Etch pit analysis involves etching a silicon wafer and then viewing the pits that grow in the defective areas under an interference microscope. Individual stacking faults, dislocations and saucer pits can be distinguished after etching by the shape of the pits that each defect causes to grow. X-ray topography is accomplished by setting up an x-ray beam, the wafer and a film to catch Bragg-reflected rays. The relative angular positions of these three components are such that the Bragg law is satisfied when the beam strikes good material, but is not satisfied when it encounters defects. The film and sample are translated such that the reflected beam intensity for all points on the wafer are mapped onto the film. Spatial resolutions of 1-10 microns can be attained after 3 to 20 hours of exposure.
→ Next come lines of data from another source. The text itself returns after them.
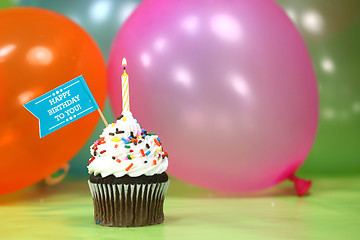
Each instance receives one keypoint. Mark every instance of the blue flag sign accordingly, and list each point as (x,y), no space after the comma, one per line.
(62,105)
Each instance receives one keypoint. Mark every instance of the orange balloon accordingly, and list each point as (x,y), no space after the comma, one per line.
(40,50)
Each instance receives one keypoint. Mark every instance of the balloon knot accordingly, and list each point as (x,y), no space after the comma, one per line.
(302,186)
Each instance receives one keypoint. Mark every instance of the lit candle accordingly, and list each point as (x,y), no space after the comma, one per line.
(125,87)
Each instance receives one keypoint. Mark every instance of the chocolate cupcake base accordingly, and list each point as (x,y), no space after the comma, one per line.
(128,205)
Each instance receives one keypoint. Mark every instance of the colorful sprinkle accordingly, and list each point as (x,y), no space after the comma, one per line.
(128,168)
(116,139)
(157,142)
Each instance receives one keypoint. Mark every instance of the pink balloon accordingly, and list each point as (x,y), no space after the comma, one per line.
(227,85)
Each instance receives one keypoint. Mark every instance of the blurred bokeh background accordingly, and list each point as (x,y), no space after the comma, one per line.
(331,30)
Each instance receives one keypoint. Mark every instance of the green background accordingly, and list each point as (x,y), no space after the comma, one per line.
(331,29)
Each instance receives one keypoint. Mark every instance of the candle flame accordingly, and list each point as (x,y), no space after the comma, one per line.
(124,62)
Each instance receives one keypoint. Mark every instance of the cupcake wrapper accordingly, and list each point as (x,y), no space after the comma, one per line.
(128,205)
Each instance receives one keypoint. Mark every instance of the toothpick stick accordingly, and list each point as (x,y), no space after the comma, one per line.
(102,117)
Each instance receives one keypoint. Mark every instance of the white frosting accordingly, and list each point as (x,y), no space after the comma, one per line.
(106,165)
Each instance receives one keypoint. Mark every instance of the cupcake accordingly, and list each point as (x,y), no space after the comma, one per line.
(128,182)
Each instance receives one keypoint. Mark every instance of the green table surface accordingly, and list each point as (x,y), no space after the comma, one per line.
(65,211)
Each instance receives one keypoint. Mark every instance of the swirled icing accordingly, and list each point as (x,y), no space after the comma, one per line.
(124,148)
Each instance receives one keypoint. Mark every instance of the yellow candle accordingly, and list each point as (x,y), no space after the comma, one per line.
(125,87)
Electron beam induced current (EBIC) is accomplished inside a scanning electron microscope (SEM). The SEM beam is used to induce carriers within a sample, which are then separated by an electric field. The field is created by either a pn junction within the sample, a Schottky junction on the surface of the sample, or by mounting the sample within an external field. Contact to the sample is generally accomplished with silver paste or spring loaded fine wires. As the SEM beam is rastered in x-y plane the collected carriers provide intensity modulation of an x-y display. Carrier recombination at defects allows them to appear dark on the display screen, down to a spatial resolution of 0.5 micron. Although these techniques image defects with high spatial resolution in semiconductor material, they are either destructive, time consuming and/or require a vacuum.
One non-destructive optical technique for determining electrical non-uniformities in semiconductor wafers is described in U.S. Pat. No. 4,211,488 to Kleinknecht which issued on July 8, 1980. That patent makes use of the fact that crystalline imperfections or doping striations in a semiconductor wafer cause lower carrier lifetime and/or mobility during photoexcitation and therefore change the infrared reflectance of the material. The electrical non-uniformities or defective areas are detected by irradiating an area of the semiconductor wafer with a beam of monochromatic light having energy greater than the bandgap energy of the semiconductor wafer material. This will photoexcite (i.e., pump) a high density of electrons and holes which changes the infrared reflectance at the pumped area. The same surface area of the wafer is simultaneously irradiated with a second beam of monochromatic light having an energy less than the bandgap of the semiconductor material, whereby part of the second beam is reflected from the surface.
If the monitored area has moderate to low defect density and high carrier mobility, the reflectance of the surface will change during photoexcitation and the intensity of the reflected second beam will also change. However, if there is a high defect density within the area the reflectance of the surface will not change during photoexcitation and the intensity of the reflected second beam will remain unchanged. The intensity of the reflected beam is detected and the magnitude thereof is a measure of the carrier mobility and recombination time which is directly related to the density of the surface or near surface defects in the semiconductor material. The light beams in the Kleinknecht patent simultaneously illuminate an area of about 0.25 square mm.
Although such a technique can effectively provide information as to the average carrier lifetime and mobility over the 0.25 square mm area, it cannot resolve individual defects of one to two microns in size. There are two fundamental reasons for this fact. First, the laser providing the below-bandgap energy emits long wavelength light in the infrared part of the spectrum. Since basic diffraction theory predicts that minimum obtainable spot size is proportional to the f number times the wavelength, infrared light having wavelengths of interest for defect detection can be focused to spots no smaller than 10 to 20 microns. Second, the probe beam in the Kleinknecht patent has a high angle of incidence with respect to a normal to the wafer surface. This high angle leads to a further enlargement of the probe beam spot. Therefore, such a technique cannot focus the infrared beam to a small enough spot to resolve individual defects, of micron size, due to accepted basic optical theory. However, there is clearly great interest in resolving these micron-sized defects due to their influence on VLSI circuits having micron-sized features.
Accordingly, there is a need for a non-destructive defect detection system in which individual defects of one to two microns in size can be resolved.